The bombs got dropped because a B-52 carrying the bombs was being refueled in the air. Now one might say that refueling a jet plane from another plane in mid-air is a tad risky, so it would be advisable not to have in-flight atomic bombs. But there was a reason: the USA was afraid the USSR would destroy most of their on-the-ground bombs, so they developed a program to have atomic bombs flying in the air 24/7. You’d think that with a few planes in circulation, they could take turns refueling on the ground when the pilots get sleepy, but the only book written about Palomares (with a bonus section of 34 other nuclear accidents) is out of print, so my questions will remain unanswered.

After the accident, the USA and Spain put the nuclear dirt in barrels, and shipped the barrels back to the USA. But the real problem was that one bomb was missing. The Air Force was 100% sure that there were 4 nuclear bombs, but only 3 were found. The mystery remained until a fisherman named Paco Orts said, “yeah, I saw something drop out of the sky when I was out fishing”. With that clue plus 80 days of searching, the Navy finally found the bomb. They tried to bring it up out of the water but dropped it — probably kinda slimy by that time. So it took another 16 days before they found it again, and brought it back home.
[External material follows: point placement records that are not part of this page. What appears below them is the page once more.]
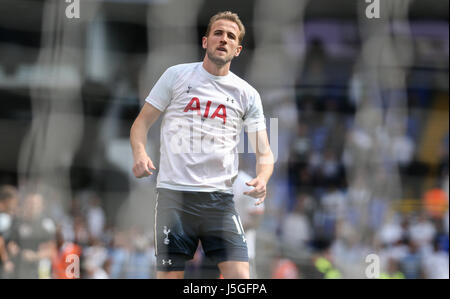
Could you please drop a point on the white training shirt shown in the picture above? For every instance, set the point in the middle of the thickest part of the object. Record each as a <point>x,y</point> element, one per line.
<point>204,115</point>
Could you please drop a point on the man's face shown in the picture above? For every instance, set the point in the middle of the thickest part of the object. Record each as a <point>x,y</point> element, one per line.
<point>222,43</point>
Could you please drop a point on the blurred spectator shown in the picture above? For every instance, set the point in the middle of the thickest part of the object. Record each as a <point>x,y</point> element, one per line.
<point>95,259</point>
<point>8,202</point>
<point>33,239</point>
<point>436,202</point>
<point>393,271</point>
<point>436,263</point>
<point>95,217</point>
<point>285,269</point>
<point>411,264</point>
<point>422,231</point>
<point>299,237</point>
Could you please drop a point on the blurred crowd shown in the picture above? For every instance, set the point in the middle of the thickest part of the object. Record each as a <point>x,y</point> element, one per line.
<point>357,172</point>
<point>36,242</point>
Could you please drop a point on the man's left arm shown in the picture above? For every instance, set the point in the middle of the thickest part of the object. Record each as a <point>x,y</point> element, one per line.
<point>264,165</point>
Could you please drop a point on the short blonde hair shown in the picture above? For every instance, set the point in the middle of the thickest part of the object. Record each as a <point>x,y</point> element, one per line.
<point>227,15</point>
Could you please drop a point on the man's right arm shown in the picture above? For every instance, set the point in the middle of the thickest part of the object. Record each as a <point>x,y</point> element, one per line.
<point>142,165</point>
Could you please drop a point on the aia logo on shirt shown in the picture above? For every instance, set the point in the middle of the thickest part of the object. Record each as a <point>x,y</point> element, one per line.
<point>194,105</point>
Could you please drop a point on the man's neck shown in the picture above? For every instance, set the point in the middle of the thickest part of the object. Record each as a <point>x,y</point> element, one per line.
<point>214,69</point>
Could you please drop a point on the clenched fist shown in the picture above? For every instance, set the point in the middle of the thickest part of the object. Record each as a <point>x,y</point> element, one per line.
<point>142,167</point>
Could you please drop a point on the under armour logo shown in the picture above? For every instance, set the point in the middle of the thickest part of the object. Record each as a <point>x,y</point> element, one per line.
<point>167,262</point>
<point>166,231</point>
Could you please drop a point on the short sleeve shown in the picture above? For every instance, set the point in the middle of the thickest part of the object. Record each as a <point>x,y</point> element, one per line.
<point>161,93</point>
<point>254,118</point>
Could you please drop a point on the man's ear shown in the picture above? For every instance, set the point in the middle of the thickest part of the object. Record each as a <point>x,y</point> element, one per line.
<point>238,51</point>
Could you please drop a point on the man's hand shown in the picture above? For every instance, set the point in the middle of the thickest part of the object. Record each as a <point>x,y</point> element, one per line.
<point>142,167</point>
<point>259,190</point>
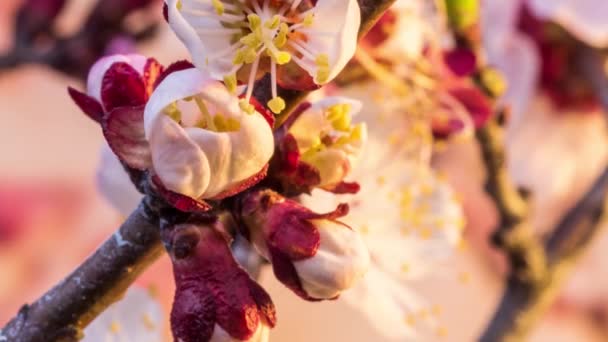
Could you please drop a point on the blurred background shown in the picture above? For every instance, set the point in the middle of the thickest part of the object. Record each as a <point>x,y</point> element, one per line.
<point>52,216</point>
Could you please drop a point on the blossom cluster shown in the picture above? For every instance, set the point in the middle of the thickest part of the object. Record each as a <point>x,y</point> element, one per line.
<point>198,137</point>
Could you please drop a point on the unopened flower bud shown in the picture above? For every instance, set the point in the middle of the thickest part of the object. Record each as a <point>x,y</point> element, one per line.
<point>215,299</point>
<point>313,254</point>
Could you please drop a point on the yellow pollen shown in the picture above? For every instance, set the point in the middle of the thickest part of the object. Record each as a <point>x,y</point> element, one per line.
<point>246,107</point>
<point>230,81</point>
<point>281,39</point>
<point>251,40</point>
<point>357,132</point>
<point>276,105</point>
<point>115,327</point>
<point>308,19</point>
<point>173,112</point>
<point>254,21</point>
<point>223,124</point>
<point>339,116</point>
<point>273,23</point>
<point>322,62</point>
<point>218,6</point>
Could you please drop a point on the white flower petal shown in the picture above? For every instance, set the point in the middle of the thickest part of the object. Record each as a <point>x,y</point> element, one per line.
<point>177,160</point>
<point>202,46</point>
<point>334,32</point>
<point>206,162</point>
<point>341,260</point>
<point>586,19</point>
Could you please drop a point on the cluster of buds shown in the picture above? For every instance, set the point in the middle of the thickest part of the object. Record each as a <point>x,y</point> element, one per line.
<point>194,138</point>
<point>456,106</point>
<point>36,38</point>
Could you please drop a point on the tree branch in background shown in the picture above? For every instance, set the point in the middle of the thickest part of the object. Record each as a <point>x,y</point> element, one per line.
<point>62,313</point>
<point>524,304</point>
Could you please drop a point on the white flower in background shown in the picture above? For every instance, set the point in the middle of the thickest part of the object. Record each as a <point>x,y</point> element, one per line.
<point>585,19</point>
<point>237,40</point>
<point>203,144</point>
<point>136,317</point>
<point>408,216</point>
<point>327,138</point>
<point>115,185</point>
<point>411,222</point>
<point>588,286</point>
<point>512,52</point>
<point>569,151</point>
<point>411,26</point>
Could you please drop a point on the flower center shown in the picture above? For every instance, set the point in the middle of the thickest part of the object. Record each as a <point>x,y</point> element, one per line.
<point>274,29</point>
<point>205,115</point>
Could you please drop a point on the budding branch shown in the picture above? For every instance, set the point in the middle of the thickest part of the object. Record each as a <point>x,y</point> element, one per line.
<point>62,313</point>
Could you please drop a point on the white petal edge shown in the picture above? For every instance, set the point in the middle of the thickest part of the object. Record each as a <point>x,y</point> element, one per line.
<point>341,260</point>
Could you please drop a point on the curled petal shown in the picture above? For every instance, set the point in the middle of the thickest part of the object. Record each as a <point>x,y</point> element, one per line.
<point>207,163</point>
<point>342,259</point>
<point>334,32</point>
<point>179,163</point>
<point>184,23</point>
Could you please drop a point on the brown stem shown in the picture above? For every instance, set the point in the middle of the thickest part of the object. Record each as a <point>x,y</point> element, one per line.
<point>62,313</point>
<point>523,304</point>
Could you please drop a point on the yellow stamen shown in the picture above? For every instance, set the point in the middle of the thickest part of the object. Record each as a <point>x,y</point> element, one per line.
<point>254,21</point>
<point>246,107</point>
<point>230,81</point>
<point>308,19</point>
<point>277,105</point>
<point>273,23</point>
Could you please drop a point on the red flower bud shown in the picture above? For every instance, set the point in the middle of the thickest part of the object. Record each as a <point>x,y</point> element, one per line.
<point>215,299</point>
<point>312,254</point>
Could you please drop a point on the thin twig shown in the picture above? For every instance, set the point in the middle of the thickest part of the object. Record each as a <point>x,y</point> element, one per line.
<point>62,313</point>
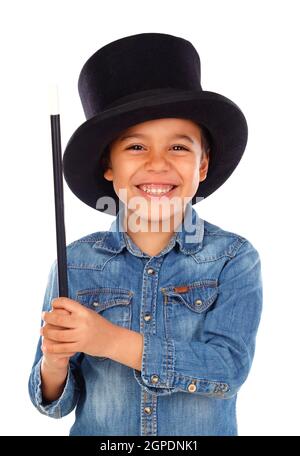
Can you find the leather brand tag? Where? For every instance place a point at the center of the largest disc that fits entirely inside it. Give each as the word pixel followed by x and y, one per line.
pixel 181 289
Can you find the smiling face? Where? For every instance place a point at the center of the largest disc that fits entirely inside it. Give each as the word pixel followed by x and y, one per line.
pixel 156 166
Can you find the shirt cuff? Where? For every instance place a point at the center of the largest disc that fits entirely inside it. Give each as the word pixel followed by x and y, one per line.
pixel 61 406
pixel 165 370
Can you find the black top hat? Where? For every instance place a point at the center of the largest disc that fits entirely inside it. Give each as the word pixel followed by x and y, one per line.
pixel 139 78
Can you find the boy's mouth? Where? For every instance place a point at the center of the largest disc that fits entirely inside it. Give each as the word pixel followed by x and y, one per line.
pixel 156 190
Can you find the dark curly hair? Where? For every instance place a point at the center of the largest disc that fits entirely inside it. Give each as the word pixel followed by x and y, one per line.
pixel 206 144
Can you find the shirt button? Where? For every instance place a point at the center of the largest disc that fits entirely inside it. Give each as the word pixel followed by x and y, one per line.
pixel 192 387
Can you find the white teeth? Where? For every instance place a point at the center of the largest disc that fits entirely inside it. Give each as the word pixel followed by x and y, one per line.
pixel 156 190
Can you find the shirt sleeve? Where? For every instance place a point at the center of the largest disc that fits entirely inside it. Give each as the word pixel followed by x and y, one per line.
pixel 70 394
pixel 219 364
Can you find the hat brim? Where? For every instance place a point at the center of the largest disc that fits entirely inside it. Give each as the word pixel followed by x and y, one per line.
pixel 221 116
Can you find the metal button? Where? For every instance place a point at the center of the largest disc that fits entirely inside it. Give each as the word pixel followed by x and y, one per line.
pixel 192 387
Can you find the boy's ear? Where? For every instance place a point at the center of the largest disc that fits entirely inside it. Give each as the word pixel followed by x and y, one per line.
pixel 204 167
pixel 108 174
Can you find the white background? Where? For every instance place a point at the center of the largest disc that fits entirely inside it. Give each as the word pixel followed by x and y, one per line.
pixel 250 53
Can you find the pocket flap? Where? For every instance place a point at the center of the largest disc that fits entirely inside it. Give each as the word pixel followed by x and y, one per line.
pixel 198 296
pixel 103 298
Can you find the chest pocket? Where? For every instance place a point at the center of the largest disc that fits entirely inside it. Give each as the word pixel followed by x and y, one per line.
pixel 114 304
pixel 186 307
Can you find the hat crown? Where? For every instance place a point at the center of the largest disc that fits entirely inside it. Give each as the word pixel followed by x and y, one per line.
pixel 137 66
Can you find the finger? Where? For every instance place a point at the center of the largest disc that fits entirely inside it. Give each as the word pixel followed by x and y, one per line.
pixel 66 303
pixel 59 335
pixel 54 318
Now according to maritime law, if you identify the location of a ship that’s sunk, you have a right to 1% of the value of what’s been saved. At an estimated value of $2 billion for an atomic bomb, 1% is $20 million. Paco was nobody’s fool. He took a trip to New York with his lawyer. The Air Force settled out of court for an undisclosed sum.

Once the nuclear dirt was cleaned up (at a cost of $60 million), the Spanish Minister of Tourism and the US ambassador to Spain both put on their swimsuits at a nearby resort and frolicked in the ocean to show it was all safe — wikipedia neglected to say who had the better figure. Hollywood made a 1966 movie about the incident called “Finders Keepers”, starring Cliff Richard (the movie’s tagline: “The beat is the wildest! The blast is the craziest!”). Then in 2004, a study showed there were contaminated snails in the area. After 11 years of discussion, the USA agreed with Spain yesterday to send in their cleanup crews again.

And there you have it, the wild wooly days of tottering on the edge of mass destruction.